> *The response for all queries is formatted as a two dimensional JSON array...

bcherry · on June 6, 2012

This doesn't seem unreasonable.

1) Whether it's user-friendly or not, it's still JSON, which makes JSON-P possible (they support JSON-P).

2) It probably mirrors the way they store their data (in tables, whether SQL or Access or Excel, doesn't really matter).

3) It's more compact than traditional JSON, which means less bandwidth, which means less cost. Keep in mind that this is essentially a not-for-profit API from a not-for-profit organization with the worst possible budgeting scenario. Yes, Gzip would basically eliminate this benefit, but they don't have gzip enabled and enabling it may be difficult or impossible under whatever constraints they operate under.

Also, it's entirely possible that this API has existed privately for a long, long time in a CSV format, and they simply made a minor enhancement to make it JSON and JSON-P compatible and open up the endpoints to the public.

chernevik · on June 7, 2012

#3 may matter for a number of reasons:

- I daresay Census is sitting on some _large_ data sets.

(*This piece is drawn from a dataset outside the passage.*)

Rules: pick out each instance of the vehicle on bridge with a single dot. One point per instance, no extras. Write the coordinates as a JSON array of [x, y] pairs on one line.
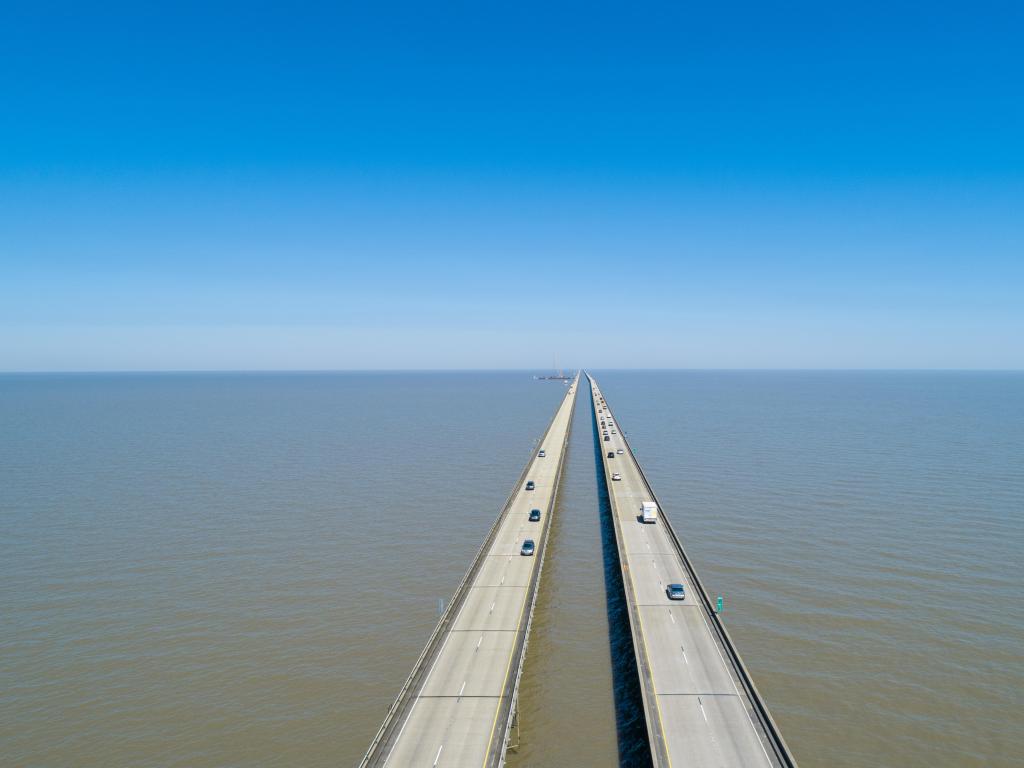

Fancy data structures are one thing when you want the population of California, another when you're trying to get California, by ethnicity and age group, by zip code.

- Data structure compactness will matter less to HN readers than to someone sitting on the other end of a phone dial-up in Oklahoma.

- I am but an egg but don't fancier data structures require particular decisions for implementation on particular tables? Census has a lot of tables -> a lot of decisions.

- God only knows how many different systems are involved holding all their data. The simpler the data structure, the less they have to get into those -- and / or the simpler a layer they between some mainframe and the API output.

Also, it may not seem very friendly to HN readers. But it is stupid simple, you can _see_ how it is organized, making it accessible to a wider audience. And it's so simple that it can be adopted by any agency publishing tables. Note that there are a lot of agencies with a lot of tables -- something like this has a chance of becoming standard among all of them.

A public agency has special accessibility concerns, and it's just a reality that government agencies have particular legacy technology issues. A lowest common denominator format helps get the data over those obstacles.

Maybe they can do better in places, and they're free to, there is no reason they can't support other formats too. But this will be available for whatever subset isn't served by those extensions.

jack-r-abbit · on June 6, 2012

#3 seems a likely reason. and like I said, having a harder to work with data structure is still better than nothing. and it is free.

peterldowns · on June 6, 2012

All good explanations, but I can't help but wish they had chosen a format like:

  {
    P0010001 : [
      '710231',
      '4779736',
      // ... etc.
    ],
    NAME : [
      'Alaska',
      'Alabama',
      // ... etc.
    ],
    state: [
      '02',
      '01,
      // ... etc.
    ],
    // ... etc.
  }

tzs · on June 7, 2012

I'm having trouble thinking of any situation where that would be more convenient or useful than the format they are using now. Where would your proposed format be an advantage?

asdfaoeu · on June 7, 2012

Why would that be better? You'd probably still have to convert it. And also that structure would be harder to convert to from a CSV format or a SQL query.

lancefisher · on June 6, 2012

Factual.com serves their data like this too. I thought it was odd at first, but it does save a lot of bytes on the wire. I just parsed it with JSON.parse() and used underscore to map to my object format. You don't really even need underscore for that. It's just a matter of mapping an array of rows to an array of objects. It's nice there is an API now.

tantalor · on June 6, 2012

I also found this odd, but I can think of two reasons,

1. CSV is not a single well-defined format. Some people use rfc4180, but not everybody does.

2. JSON is easier to parse than CSV for JavaScript clients, i.e., browsers. On the other hand, JSON is not a subset of JavaScript.

pnathan · on June 6, 2012

It's very simple to transform that kind of data into $your_preferred_structure.

It's also a very agnostic format.

jackcviers3 · on June 7, 2012

One of the talks given at fluent conf (on Google's feedback canvas screenshot system) last week talked about how moving data from object-based storage to array-based storage saved serialization time and memory use. I would guess that is why they did it this way.

tzs · on June 7, 2012

With their format, it is an easy matter to mechanically turn the first item into:

   INSERT INTO table ('P0010001','NAME','state') VALUES (?,?,?)

and then loop through the remaining items using that to insert them into a database.

jack-r-abbit · on June 7, 2012

I can't edit my original post anymore so I'll reply to myself. Having had some time to think about this I've changed my mind slightly. It seems that if you are getting various datesets with various unknown field names, you really don't have any other way to programmatically know what keys you would pull. Having the first row give the fields might make processing know datasets wonky, it is the unknown datasets that need the most help. I take back my original criticism. Thanks for all the insight.